张薇听如意这么说,也没了太多顾虑,就把之前的遭遇一五一十的讲了。
原来前天张薇和郝树超一块去前进东路的大排档吃串烧,当时张薇和郝树超从银都出来,都是下半夜了,排档里只有寥寥几桌食客。
有一桌人就在张薇和郝树超对面坐着,那一桌上得有七八个人吧,其中有一个人就指着张薇说:“那个妹纸我认识,是银都的小姐,我上了好几回了。”
其实张薇在银都也算头牌级的了,轻易不跟人出台,除非是势力极大的大佬要她,她迫不得已,才做那么一回两回的,所以那个人说他上了张薇好几回,分明就是在吹牛。
而张薇对郝树超一直心存愧疚,倒不是她的身份职业,主要是之前她被包养过一次,负了郝树超对她的痴情。
因而她不想让郝树超跟她在一起给他丢脸,待听了那人无中生有的满嘴污言秽语之后,羞愤得起身就走。
郝树超对张薇的确不是一般的痴情,他见张薇凭白受了屈辱,一时火起,上前跟那个胡说八道的人理论。
最后一言不合动起了手,郝树超年轻气盛,操了摊主桌子上的一把菜刀冲了上去,最后造成一人受伤,郝树超也被经过的巡警给制服了。

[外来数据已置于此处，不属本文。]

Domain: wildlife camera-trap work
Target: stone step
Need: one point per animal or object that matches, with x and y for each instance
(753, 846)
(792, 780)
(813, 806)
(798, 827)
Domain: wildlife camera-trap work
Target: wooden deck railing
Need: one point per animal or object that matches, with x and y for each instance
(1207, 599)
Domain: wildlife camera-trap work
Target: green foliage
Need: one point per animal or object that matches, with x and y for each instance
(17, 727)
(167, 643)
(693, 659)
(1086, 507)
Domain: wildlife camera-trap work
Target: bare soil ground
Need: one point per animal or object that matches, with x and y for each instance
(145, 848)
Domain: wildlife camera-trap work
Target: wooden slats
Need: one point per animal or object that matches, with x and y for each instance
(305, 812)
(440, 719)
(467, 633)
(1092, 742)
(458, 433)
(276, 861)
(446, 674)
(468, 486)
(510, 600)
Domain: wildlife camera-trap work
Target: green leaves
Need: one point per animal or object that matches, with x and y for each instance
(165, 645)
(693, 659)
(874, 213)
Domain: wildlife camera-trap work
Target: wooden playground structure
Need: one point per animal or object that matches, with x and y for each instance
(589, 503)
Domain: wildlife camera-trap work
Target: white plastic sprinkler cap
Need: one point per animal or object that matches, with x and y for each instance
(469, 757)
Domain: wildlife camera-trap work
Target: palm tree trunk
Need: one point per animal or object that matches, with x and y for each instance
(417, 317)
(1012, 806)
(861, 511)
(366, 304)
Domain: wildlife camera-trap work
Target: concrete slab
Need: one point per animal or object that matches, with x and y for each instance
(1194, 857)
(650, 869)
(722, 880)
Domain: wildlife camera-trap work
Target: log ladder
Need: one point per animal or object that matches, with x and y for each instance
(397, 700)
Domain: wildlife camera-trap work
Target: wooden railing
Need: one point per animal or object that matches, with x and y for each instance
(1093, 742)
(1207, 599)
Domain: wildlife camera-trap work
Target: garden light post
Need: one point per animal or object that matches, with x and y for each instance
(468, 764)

那个受伤的人本来没什么大碍,只想借此机会讹人,先是楚菲菲和曹圆圆他们几个帮忙凑了十几万治伤,那人还不干,仗着背后有人给他撑腰,非要狮子大开口,要了六十万。
楚菲菲说:“那人是慕天华的跟班,慕天华知道吧?宁陈高陆,司慕程洪,他在华夏八大公子中排名第六,在黑白两道可是跺一脚摇三摇的主儿。”
曹圆圆也说:“慕天华这人特别横,不管对与错,反正冒犯了他的手下,就等于冒犯了他,他非得不依不饶的。要不咱们怎么想到得求你呢,这件事的确擎不住手了呀。”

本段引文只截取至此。